看護学生の2026年卒就職活動調査: 最新の動向
2026年卒の看護学生に対する就職活動に関する調査の結果が発表され、様々な興味深い傾向が浮かび上がってきました。この調査は「文化放送ナースナビ」の会員を対象にしており、178名の看護学生から得られた回答に基づいています。調査期間は2026年1月28日から2月10日まででした。以下に主な結果をまとめます。
1. 相談相手としての学校教員の重要性
就職活動を進めるにあたり、看護学生が最も頼りにしている相談相手は「学校の教員」であり、これは昨年から変わらず首位を占めています。今年は「就職課・キャリアセンター」の重要性が大きく上昇し、学生がより意識する傾向が見られました。また、友人や母親も相談相手として信頼されていることが明らかになりました。特に看護師を目指す仲間たちの存在が、学生たちにとっての支えになっていることが伺えます。
2. ChatGPTの活用状況
最近注目を集めるChatGPTですが、就職活動において利用した学生は約6割と、まだ伸びしろがあることが示唆されました。多くの学生が「自分自身の言葉」や「信頼できる人間からのアドバイス」を重視しており、今後の動向に注目です。
3. タイパ・コスパ意識の高まり
調査に回答した学生の約7割が、タイパ(時間効率)やコスパ(費用対効果)を意識しています。この意識の高まりは、昨年比で8.3ポイント上昇しました。特に、就職活動においては無駄を省き有意義な時間を使いたいと考える学生が増えているようです。
4. 知りたかった病院情報
就職先を決める際に本当に知りたかった病院情報は、「普段の職場内の雰囲気や人間関係」が2年連続して最も重要視されています。実習やインターンシップでの現場体験に基づく判断が強く影響しているようです。
5. 就職先の決め手
学生が最も重視した就職先の決め手は、「病院での現場体験」でした。次いで「給与・待遇面」と「先輩の人柄」が続き、職場の雰囲気や人間関係が選考の際に重要であることが強く表れました。
6. 安定志向の増加
就職先に対する安定志向が顕著で、「理由もなく転職予定はない」と回答した学生が47%も存在しました。さらに「5年以上働く予定」の学生も同様の割合で、早期の転職を避けたいと考える傾向が高まっています。
7. 理想の年収
30歳時の理想年収を聞いたところ、500~700万円が50.5%を占め、「700~900万円」も増加傾向にありました。
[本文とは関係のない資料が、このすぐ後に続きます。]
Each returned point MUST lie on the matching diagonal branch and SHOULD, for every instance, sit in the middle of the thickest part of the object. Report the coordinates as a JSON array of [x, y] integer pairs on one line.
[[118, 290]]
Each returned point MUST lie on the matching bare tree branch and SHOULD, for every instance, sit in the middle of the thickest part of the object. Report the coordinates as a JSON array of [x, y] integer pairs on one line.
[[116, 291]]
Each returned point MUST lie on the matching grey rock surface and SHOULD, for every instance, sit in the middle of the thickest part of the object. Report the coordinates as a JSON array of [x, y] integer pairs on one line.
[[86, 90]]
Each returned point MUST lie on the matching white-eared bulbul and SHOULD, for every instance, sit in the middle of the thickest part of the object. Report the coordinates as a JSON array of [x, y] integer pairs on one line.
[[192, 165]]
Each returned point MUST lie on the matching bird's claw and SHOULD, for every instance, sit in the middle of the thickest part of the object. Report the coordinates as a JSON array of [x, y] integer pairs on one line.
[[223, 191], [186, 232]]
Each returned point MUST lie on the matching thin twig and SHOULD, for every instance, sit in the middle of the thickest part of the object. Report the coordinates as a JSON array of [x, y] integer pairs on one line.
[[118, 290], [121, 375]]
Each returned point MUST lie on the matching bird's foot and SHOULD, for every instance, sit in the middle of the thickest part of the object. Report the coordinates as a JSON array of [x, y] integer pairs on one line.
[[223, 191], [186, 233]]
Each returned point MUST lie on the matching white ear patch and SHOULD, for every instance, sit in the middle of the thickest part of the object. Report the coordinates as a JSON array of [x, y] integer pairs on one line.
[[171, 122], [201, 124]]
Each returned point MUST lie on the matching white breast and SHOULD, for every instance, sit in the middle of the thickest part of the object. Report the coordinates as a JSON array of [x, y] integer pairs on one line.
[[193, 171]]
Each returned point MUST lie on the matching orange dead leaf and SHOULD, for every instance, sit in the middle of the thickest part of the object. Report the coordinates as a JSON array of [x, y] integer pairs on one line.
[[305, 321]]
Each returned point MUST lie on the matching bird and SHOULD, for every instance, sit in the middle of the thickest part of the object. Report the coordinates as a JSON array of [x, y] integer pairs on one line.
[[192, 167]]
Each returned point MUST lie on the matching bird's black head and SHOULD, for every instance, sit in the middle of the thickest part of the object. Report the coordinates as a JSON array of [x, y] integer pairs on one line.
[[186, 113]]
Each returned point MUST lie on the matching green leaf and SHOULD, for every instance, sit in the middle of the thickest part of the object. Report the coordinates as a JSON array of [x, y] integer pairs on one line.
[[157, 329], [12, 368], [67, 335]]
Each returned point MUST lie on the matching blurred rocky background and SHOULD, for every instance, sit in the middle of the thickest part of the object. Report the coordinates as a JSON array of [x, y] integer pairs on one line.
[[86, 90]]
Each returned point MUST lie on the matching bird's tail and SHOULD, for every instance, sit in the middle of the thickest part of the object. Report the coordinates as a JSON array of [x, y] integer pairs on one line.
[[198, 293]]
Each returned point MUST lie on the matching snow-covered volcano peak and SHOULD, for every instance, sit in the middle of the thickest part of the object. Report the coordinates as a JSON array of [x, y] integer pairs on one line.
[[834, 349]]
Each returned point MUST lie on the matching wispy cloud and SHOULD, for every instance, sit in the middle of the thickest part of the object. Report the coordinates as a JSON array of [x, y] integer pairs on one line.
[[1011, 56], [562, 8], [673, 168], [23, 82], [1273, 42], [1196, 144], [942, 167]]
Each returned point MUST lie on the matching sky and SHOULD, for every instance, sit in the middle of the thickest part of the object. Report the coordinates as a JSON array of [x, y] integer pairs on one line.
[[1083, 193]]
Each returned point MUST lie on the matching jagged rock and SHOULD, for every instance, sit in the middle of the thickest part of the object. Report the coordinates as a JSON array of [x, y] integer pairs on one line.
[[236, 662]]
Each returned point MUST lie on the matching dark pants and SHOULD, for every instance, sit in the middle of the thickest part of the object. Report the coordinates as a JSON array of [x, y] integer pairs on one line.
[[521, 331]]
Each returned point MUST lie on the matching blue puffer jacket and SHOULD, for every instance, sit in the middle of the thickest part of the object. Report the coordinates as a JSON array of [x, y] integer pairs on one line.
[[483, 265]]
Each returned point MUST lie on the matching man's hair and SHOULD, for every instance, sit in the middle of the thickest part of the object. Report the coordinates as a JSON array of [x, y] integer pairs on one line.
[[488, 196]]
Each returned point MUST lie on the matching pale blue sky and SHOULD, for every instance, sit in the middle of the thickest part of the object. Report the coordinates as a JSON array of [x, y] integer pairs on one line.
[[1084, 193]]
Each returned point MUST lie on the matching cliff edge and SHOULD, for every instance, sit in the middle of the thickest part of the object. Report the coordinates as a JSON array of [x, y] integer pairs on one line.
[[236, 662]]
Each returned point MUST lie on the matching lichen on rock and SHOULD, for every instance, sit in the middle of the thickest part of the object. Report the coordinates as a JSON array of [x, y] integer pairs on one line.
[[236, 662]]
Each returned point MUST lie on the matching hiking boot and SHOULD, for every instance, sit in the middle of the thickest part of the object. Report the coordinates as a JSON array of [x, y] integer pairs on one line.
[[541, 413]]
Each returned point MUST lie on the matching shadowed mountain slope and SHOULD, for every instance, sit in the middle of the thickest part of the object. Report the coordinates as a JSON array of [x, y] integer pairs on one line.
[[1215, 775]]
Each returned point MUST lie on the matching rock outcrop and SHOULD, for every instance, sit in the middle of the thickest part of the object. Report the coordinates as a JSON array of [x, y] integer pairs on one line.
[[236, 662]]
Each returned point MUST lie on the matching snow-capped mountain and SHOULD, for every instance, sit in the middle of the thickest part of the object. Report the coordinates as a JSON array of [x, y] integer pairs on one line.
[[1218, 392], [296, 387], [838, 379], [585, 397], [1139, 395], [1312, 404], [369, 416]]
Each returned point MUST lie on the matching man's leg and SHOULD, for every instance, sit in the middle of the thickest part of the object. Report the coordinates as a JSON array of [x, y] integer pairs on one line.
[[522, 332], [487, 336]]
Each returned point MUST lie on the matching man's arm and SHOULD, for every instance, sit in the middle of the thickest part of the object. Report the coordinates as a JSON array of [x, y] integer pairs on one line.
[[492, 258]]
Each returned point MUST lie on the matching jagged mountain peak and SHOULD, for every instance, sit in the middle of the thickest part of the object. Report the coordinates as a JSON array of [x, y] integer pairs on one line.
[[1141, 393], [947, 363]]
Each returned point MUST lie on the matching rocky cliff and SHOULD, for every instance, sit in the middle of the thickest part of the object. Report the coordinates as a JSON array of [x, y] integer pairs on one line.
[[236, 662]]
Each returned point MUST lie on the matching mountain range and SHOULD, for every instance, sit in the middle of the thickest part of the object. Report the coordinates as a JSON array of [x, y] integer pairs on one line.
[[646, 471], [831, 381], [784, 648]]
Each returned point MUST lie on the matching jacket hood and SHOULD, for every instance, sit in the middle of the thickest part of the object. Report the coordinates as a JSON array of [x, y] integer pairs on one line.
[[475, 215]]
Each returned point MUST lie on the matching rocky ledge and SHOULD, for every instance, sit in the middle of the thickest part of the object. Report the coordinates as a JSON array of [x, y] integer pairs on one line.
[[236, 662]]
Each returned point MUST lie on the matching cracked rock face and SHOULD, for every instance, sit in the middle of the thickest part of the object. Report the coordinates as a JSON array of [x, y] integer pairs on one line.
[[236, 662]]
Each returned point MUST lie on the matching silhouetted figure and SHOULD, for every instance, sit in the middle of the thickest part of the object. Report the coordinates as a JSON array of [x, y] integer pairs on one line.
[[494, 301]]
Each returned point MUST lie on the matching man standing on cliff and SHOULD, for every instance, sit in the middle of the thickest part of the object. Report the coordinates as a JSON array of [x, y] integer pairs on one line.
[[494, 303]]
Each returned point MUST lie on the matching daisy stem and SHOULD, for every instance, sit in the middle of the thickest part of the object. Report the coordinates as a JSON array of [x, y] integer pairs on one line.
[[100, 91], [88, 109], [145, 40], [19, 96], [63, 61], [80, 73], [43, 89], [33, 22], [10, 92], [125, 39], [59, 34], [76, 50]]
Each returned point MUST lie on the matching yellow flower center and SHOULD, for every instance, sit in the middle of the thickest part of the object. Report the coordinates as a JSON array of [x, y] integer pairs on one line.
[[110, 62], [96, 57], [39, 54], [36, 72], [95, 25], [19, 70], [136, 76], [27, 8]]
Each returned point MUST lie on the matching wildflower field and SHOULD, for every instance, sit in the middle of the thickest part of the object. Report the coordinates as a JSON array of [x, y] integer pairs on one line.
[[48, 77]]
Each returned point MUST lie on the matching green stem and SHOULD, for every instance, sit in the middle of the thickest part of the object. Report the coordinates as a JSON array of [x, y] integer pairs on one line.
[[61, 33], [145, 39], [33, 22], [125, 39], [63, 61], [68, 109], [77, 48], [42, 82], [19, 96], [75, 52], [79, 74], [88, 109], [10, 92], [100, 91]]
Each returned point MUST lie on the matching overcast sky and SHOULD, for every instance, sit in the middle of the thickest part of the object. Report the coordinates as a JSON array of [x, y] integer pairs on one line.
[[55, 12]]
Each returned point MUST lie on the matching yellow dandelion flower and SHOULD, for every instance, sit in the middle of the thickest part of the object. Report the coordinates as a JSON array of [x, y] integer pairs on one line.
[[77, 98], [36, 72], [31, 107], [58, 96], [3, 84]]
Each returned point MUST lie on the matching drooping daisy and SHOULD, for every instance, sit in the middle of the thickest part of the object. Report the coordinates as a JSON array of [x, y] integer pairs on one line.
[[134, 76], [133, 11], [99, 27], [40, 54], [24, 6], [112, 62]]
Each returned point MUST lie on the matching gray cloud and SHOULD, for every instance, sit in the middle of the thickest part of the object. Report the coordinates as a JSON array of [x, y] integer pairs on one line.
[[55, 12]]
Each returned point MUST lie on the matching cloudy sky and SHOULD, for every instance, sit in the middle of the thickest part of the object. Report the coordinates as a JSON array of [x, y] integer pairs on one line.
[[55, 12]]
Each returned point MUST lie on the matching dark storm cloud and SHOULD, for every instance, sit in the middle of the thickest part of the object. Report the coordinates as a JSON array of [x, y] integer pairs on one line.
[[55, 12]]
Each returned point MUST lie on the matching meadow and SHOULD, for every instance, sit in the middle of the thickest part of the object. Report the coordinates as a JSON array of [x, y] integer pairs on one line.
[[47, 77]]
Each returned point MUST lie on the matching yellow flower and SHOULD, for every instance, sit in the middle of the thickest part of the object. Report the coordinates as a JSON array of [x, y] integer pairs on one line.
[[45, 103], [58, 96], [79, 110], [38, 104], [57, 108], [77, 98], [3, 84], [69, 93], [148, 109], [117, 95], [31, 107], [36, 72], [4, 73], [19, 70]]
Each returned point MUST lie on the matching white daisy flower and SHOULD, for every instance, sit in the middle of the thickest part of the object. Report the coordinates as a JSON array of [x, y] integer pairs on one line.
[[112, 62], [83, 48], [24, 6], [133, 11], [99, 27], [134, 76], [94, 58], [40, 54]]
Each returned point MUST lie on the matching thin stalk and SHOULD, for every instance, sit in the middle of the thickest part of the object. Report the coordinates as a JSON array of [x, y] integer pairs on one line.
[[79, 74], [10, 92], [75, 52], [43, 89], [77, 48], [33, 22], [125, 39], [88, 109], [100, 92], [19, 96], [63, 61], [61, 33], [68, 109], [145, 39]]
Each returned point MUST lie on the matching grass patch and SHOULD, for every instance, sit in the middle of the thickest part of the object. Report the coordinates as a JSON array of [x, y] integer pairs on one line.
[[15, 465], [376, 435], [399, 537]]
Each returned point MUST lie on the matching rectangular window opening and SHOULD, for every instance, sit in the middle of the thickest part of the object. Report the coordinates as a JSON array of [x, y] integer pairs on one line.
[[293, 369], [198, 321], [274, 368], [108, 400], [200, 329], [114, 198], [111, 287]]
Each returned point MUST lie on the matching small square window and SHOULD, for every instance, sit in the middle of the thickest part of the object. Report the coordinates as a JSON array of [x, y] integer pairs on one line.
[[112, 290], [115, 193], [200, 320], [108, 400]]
この結果からは、現実的でありながらも少し高めの年収を求める学生の姿が浮かび上がります。
8. 奨学金利用の広がり
看護学生の奨学金利用率は年々増加しており、54.5%の学生が奨学金を利用しています。さらに、奨学金の借入総額も年々増えており、特に301万円以上の借入が最多という現状です。多くの学生が高額な奨学金を抱えながら学び、就職後にその返済を考慮しなければならない状況が浮き彫りとなっています。
まとめ
2026年卒の看護学生が就職活動において何を重視しているのか、またどのような背景を抱えているのかが明らかになった調査結果でした。学校教員の信頼や職場の雰囲気への注目、そして奨学金への依存度の高まりは、今後の看護職におけるキャリア形成に多大な影響を与えることでしょう。